It’s clear there are times when speaking out a hard truth may require greater courage than speaking out a soft truth. A hard truth has a risk to it. The risk means you may reject me. There are times when we have to be open to the possibilities, especially when we’re talking about assessment and necessary change. Remember, we often talk about this in the church. We say, what is the most loving thing to do when there’s a problem? Pretend there’s no problem. Or to talk about it and say, “We have one and we need to deal with this.” The height of codependency is knowing there’s an issue, but we can’t talk about it because we’re afraid to. What the Lord wants to teach us to do, he modeled. He was a truth-teller. He didn’t flail around in anger either. He wasn’t oblivious to people’s feelings.
Someone once said to me, “What about when He was talking to Pharisees? Matthew 23 was this amazing example of Jesus being intense with his words.” I said, “Even there, Jesus was under control and was doing it out of a pure motive.” The many He was dealing with were so spiritually proud and blind to their own need for God, that the only way he saw he could have a remote chance to get into their lives was to hit them with the truth so hard they would bust open their barriers. Barriers that were keeping them away from God and not bringing them closer to Him. His hard truth was meant to help them. It was birthed out of a heart of love, even there. Most of the time, when Jesus talked, His words were exceptionally kind. When we start reading the gospels, one of the things we will be struck with is Jesus had an ability to speak hard truth, but he never did it out of control. He was in alignment with the Father. He had an incredible way to speak soft truth. He was tender to people, especially when they were broken.

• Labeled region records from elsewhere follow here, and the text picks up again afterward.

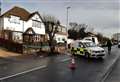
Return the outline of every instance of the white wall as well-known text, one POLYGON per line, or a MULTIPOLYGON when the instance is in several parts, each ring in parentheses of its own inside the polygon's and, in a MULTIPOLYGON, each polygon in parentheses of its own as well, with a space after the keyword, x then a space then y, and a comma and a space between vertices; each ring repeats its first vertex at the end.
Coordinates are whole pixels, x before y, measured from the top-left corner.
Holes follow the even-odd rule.
POLYGON ((29 21, 24 23, 24 31, 27 30, 27 28, 32 27, 33 30, 35 31, 35 33, 37 34, 45 34, 45 26, 44 23, 42 22, 42 20, 40 19, 40 17, 35 14, 29 21), (40 22, 40 27, 33 27, 33 20, 37 20, 40 22))
POLYGON ((59 43, 59 42, 64 43, 63 39, 65 39, 65 41, 67 41, 67 36, 66 35, 60 35, 60 34, 55 34, 55 39, 56 39, 57 43, 59 43))
MULTIPOLYGON (((19 17, 12 16, 15 20, 18 20, 19 17)), ((13 23, 11 22, 11 19, 8 17, 4 17, 4 29, 5 30, 13 30, 13 31, 20 31, 25 32, 28 28, 32 27, 35 33, 37 34, 45 34, 45 26, 40 17, 35 14, 30 20, 28 21, 22 21, 18 20, 19 23, 13 23), (40 22, 40 27, 33 27, 33 20, 37 20, 40 22)))
POLYGON ((23 31, 23 21, 19 20, 19 23, 10 22, 10 19, 4 18, 4 29, 5 30, 13 30, 13 31, 23 31))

An example I was thinking about was the contrast of two people. In John 8, there was the woman who was caught in adultery. She was brought before Jesus. In all of her shame and stigma, they said, “We should stone her according to the law. She should be put to death, you know it.” Jesus started to address that situation. He got into everybody’s closet. By the time it was done, He said, “Is there anybody here left who doesn’t have a need to be forgiven?” When He was finished with that, he turned to the woman and said to her, “Make a change. Be blessed.”
A tax collector named Zacchaeus was the exact opposite of someone who was down and out. He was up and out. There is such a thing. He had a lot of money, but he had something missing in his life. Many people despised him because he was a tax collector for Rome. He was viewed as a trader to his own people. But he was intrigued by Jesus. We know that he climbed up into a tree to take a look when Jesus was passing by. lo and behold, out of the entire crowd, Jesus saw him, this man on the margin, outside. Jesus says, “I want to go and eat at your house tonight. I’m inviting myself over for dinner at your house.” “Me, me?” “Yeah, you. We’re going to talk.” Jesus ended up talking to him about making a change in his life, how God want to do something new, and how he could have a new beginning.
I thought about Jesus on the cross because to me so much of it is beautifully modeled there. On the cross is Jesus. He is concerned for so many different people while He is saving the world. He’s burying the sin. Not just what He’s going through at a physical human level, which is shameful enough to be stripped down to the bone and literally nailed to a tree as a common criminal, bloody, shamed, hearing his enemies taunt him. Knowing that all of His disciples for the most part have abandoned Him. He is an absolute mess, and yet, He still models love even there. The very act itself was the epitome of love. For God so loved the world that He gave His only begotten Son. His words amaze me.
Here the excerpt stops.